Qual è la frequenza ideale per un volo di continuità territoriale? 
«Dipende dalla domanda, in particolare dalla quantità e dalle sue dinamiche. Ma già il fatto che si parli di voli di continuità territoriale significa che manca uno dei presupposti che consente di fare funzionare il servizio secondo un libero mercato». 
Nel caso delle Marche?
«Non si tratta di un’area geograficamente disagiata come un’isola od ancora un’enclave, ma serve per superare il fatto che il bacino marchigiano d’utenza è quantitativamente modesto e rischia di non essere sufficiente per garantire una remunerazione adeguata alle compagnie». 
Come dovrebbe essere un servizio ottimale? 
«L’ideale sarebbe garantire un servizio con un minimo di frequenze di voli settimanali andata/ritorno per hub, destinazioni ritenute rilevanti, possibilmente in fasce orarie che consentano di attrarre il più possibile una domanda che verosimilmente è di tipo sistematico come quella per motivi di lavoro.
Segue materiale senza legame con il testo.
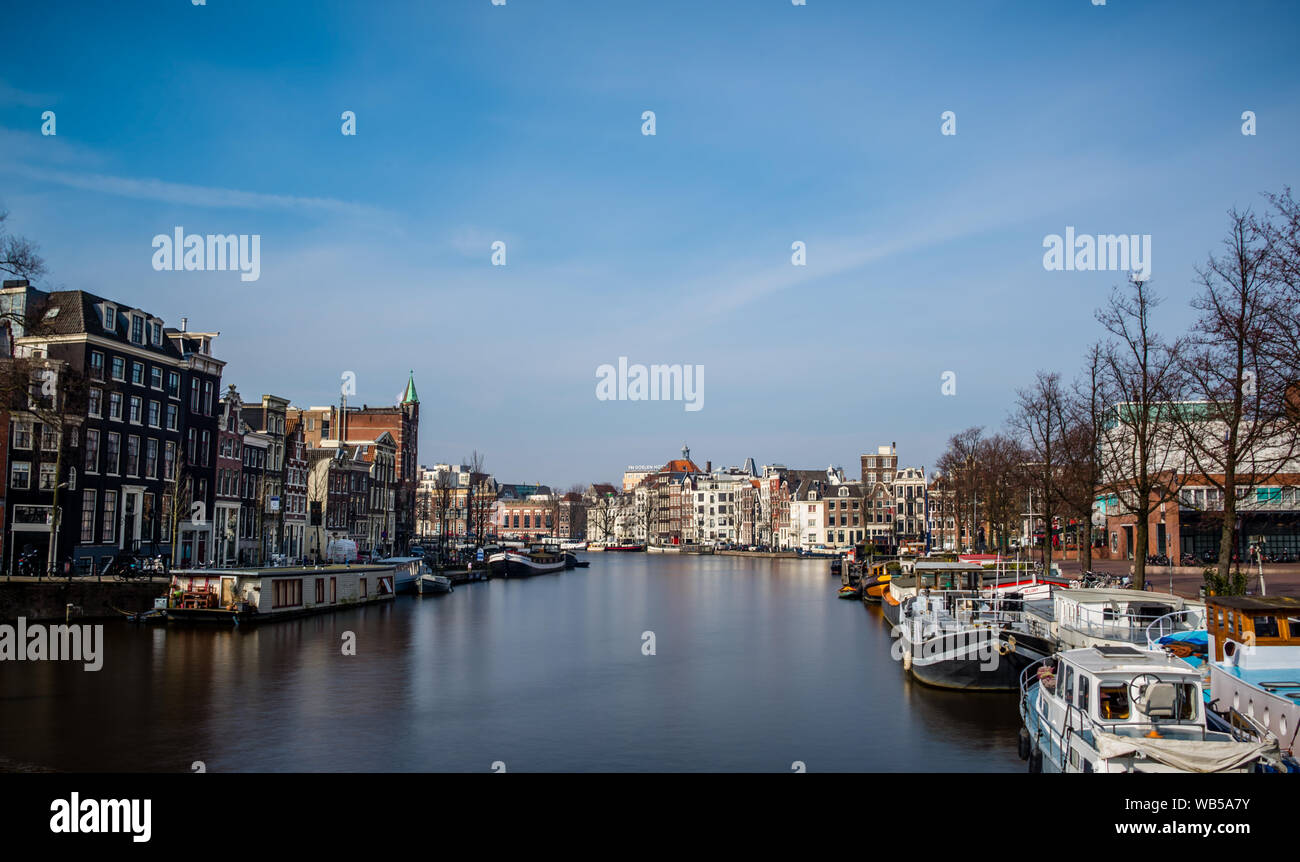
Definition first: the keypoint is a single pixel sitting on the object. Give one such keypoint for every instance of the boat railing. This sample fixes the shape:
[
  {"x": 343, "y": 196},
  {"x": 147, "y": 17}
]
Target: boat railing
[
  {"x": 1184, "y": 620},
  {"x": 1110, "y": 623},
  {"x": 1030, "y": 678},
  {"x": 970, "y": 607}
]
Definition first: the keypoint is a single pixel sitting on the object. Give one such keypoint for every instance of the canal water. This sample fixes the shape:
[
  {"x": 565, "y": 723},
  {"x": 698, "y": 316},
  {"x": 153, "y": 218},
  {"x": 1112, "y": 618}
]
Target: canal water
[{"x": 757, "y": 665}]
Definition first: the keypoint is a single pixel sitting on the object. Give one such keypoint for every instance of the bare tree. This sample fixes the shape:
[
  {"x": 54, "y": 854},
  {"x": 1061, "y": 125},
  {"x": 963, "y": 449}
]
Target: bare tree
[
  {"x": 18, "y": 256},
  {"x": 1001, "y": 473},
  {"x": 958, "y": 463},
  {"x": 1234, "y": 433},
  {"x": 1080, "y": 463},
  {"x": 1041, "y": 425},
  {"x": 1139, "y": 376}
]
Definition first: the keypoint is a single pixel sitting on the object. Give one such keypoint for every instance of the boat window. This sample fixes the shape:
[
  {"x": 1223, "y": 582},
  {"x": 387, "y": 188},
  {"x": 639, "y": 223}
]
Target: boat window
[
  {"x": 1174, "y": 701},
  {"x": 1113, "y": 701},
  {"x": 1047, "y": 676},
  {"x": 1266, "y": 627}
]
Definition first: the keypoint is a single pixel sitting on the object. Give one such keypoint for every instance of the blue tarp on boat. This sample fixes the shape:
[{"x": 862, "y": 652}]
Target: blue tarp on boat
[{"x": 1196, "y": 639}]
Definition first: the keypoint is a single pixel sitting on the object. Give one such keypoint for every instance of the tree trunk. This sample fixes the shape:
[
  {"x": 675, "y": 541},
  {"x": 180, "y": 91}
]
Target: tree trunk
[
  {"x": 1084, "y": 537},
  {"x": 1227, "y": 533},
  {"x": 1142, "y": 536},
  {"x": 53, "y": 509}
]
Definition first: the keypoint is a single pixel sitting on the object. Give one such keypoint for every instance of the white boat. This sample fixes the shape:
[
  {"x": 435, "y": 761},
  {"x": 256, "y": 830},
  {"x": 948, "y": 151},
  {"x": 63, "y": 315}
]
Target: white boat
[
  {"x": 1123, "y": 709},
  {"x": 430, "y": 584},
  {"x": 1078, "y": 618}
]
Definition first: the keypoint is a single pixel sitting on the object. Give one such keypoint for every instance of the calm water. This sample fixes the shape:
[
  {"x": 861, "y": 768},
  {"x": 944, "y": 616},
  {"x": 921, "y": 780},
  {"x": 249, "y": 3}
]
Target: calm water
[{"x": 758, "y": 665}]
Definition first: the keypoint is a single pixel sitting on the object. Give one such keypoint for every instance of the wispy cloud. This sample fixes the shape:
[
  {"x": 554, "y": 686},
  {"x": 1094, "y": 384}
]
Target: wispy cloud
[
  {"x": 209, "y": 196},
  {"x": 24, "y": 99}
]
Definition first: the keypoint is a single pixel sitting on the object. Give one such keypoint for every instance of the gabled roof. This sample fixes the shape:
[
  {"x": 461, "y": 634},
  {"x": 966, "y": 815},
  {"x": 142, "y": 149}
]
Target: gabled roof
[{"x": 411, "y": 397}]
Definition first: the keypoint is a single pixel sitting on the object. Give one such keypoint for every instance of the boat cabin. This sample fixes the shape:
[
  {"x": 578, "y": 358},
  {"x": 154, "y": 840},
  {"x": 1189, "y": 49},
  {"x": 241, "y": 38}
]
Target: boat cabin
[
  {"x": 1080, "y": 618},
  {"x": 1121, "y": 689},
  {"x": 1255, "y": 661},
  {"x": 1234, "y": 622}
]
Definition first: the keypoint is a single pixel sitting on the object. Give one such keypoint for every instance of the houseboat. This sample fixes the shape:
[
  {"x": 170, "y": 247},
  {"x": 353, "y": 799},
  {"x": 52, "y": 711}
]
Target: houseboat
[
  {"x": 406, "y": 572},
  {"x": 965, "y": 640},
  {"x": 1255, "y": 661},
  {"x": 430, "y": 584},
  {"x": 239, "y": 596},
  {"x": 1123, "y": 709},
  {"x": 538, "y": 561},
  {"x": 1078, "y": 618},
  {"x": 928, "y": 575},
  {"x": 875, "y": 581}
]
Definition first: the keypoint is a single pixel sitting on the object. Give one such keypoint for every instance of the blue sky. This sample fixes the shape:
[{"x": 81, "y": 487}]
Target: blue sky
[{"x": 523, "y": 124}]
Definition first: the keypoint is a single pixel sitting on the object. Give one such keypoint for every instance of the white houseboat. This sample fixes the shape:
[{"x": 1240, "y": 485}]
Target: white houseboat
[
  {"x": 1123, "y": 709},
  {"x": 1077, "y": 618}
]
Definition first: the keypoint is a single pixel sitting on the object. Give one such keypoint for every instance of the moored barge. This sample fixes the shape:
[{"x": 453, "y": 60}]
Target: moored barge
[{"x": 241, "y": 596}]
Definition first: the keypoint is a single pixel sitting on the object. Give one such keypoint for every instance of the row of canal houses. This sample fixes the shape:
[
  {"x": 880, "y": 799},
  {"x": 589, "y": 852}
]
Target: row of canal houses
[
  {"x": 772, "y": 506},
  {"x": 122, "y": 423}
]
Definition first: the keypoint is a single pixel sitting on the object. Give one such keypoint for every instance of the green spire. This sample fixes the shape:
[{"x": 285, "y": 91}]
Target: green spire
[{"x": 411, "y": 397}]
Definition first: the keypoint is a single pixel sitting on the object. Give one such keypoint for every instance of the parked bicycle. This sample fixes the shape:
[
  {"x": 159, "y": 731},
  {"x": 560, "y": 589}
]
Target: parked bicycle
[{"x": 128, "y": 567}]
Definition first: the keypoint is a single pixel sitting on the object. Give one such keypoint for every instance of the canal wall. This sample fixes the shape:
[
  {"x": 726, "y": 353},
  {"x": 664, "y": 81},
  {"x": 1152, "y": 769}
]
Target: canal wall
[{"x": 48, "y": 600}]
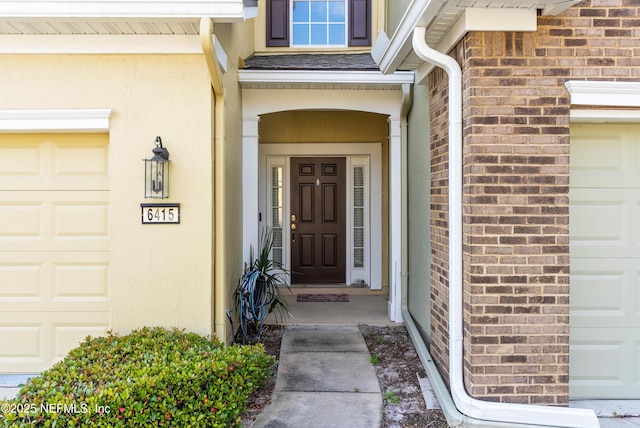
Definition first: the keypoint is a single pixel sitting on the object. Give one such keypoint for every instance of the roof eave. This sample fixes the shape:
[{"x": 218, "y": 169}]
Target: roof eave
[
  {"x": 516, "y": 15},
  {"x": 221, "y": 10},
  {"x": 321, "y": 78}
]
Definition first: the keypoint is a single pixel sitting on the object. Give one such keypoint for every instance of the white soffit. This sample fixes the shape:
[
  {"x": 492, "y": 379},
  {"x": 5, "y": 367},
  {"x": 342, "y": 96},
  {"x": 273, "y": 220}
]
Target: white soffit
[
  {"x": 89, "y": 120},
  {"x": 447, "y": 21},
  {"x": 219, "y": 9},
  {"x": 601, "y": 93},
  {"x": 307, "y": 79},
  {"x": 99, "y": 44}
]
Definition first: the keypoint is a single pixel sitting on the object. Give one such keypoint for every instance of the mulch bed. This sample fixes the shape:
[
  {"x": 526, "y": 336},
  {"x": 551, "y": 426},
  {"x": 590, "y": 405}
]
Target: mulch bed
[{"x": 397, "y": 366}]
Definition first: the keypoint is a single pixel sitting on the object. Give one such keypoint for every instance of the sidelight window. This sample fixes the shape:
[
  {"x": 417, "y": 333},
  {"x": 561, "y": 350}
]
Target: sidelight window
[{"x": 277, "y": 211}]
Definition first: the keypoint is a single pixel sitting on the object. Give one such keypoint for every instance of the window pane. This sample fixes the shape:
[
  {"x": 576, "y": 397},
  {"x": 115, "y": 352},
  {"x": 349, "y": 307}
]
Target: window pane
[
  {"x": 336, "y": 34},
  {"x": 358, "y": 217},
  {"x": 336, "y": 11},
  {"x": 318, "y": 11},
  {"x": 318, "y": 34},
  {"x": 300, "y": 11},
  {"x": 300, "y": 34}
]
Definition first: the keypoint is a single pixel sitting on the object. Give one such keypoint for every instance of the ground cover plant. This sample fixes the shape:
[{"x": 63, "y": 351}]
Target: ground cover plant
[{"x": 151, "y": 377}]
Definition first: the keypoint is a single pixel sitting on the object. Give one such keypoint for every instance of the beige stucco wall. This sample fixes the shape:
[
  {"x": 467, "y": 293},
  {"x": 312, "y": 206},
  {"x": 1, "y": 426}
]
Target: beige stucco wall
[
  {"x": 237, "y": 41},
  {"x": 419, "y": 191},
  {"x": 159, "y": 274}
]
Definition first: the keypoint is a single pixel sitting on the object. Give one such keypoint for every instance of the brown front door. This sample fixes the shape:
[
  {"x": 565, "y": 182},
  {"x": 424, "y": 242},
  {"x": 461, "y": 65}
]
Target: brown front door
[{"x": 318, "y": 211}]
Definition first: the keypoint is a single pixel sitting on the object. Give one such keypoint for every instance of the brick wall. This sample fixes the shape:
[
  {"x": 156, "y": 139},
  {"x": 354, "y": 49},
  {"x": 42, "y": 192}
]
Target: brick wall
[
  {"x": 439, "y": 152},
  {"x": 516, "y": 194}
]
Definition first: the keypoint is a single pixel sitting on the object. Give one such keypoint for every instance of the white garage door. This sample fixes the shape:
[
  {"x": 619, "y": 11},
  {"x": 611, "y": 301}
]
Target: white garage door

Domanda che preferisce muoversi nelle fasce della mattina e della sera, in orari in cui le onde di voli negli hub sono concentrate e favorevoli per gli interscambi. Ma tutto questo rimane legato alle sovvenzioni e a quanto è disposto ad investire chi partecipa al bando». 
Come tarare il servizio?
«Tutto dipende della domanda reale di trasporto. Ci sono metodi e modelli di stima della domanda di trasporto che hanno ispirazione econometrica sempre più applicati per identificare la reale catchment area dell’aeroporto. Ossia le persone che per varie caratteristiche socioeconomiche ed esigenze di mobilità possono diventare passeggeri potenziali. Modelli sempre più utilizzati dagli aeroporti e dalle compagnie per verificare se un determinato volo ha un mercato, calcolare i suoi parametri operativi come la frequenza e quale tipo di aereo utilizzare. Ma per un aeroporto rimane fondamentale che ci sia un bacino di domanda forte e stabile. Ed è questa carenza all’origine delle grandi difficoltà di tanti aeroporti. Penso a Forlì, Parma, Rimini, Treviso od ancora Pescara».
La soluzione? 
«Stimare con cura e cercare di ampliare la catchment area di un aeroporto, bacino di domanda che si calcola comprendendo tutti i punti del territorio dai quali è possibile raggiungere lo scalo entro una determinata soglia di costo di viaggio (tempo e costo monetario) via gomma e via ferro, magari incentivando l’accessibilità con servizi agevolati, al fine di rendere più vantaggioso per le compagnie operare su quello scalo. L’alternativa per aeroporti che puntano solo su passeggeri. Lavorare in rete».
Quali soluzioni sono premianti?
«Soluzioni che mettano al centro l’accessibilità dei passeggeri, ovvero ricercare soluzioni che migliorino – sul piano infrastrutturale e dei servizi – la connettività dei territori con aeroporti esistenti e che per natura hanno un'offerta stabile ed elevata».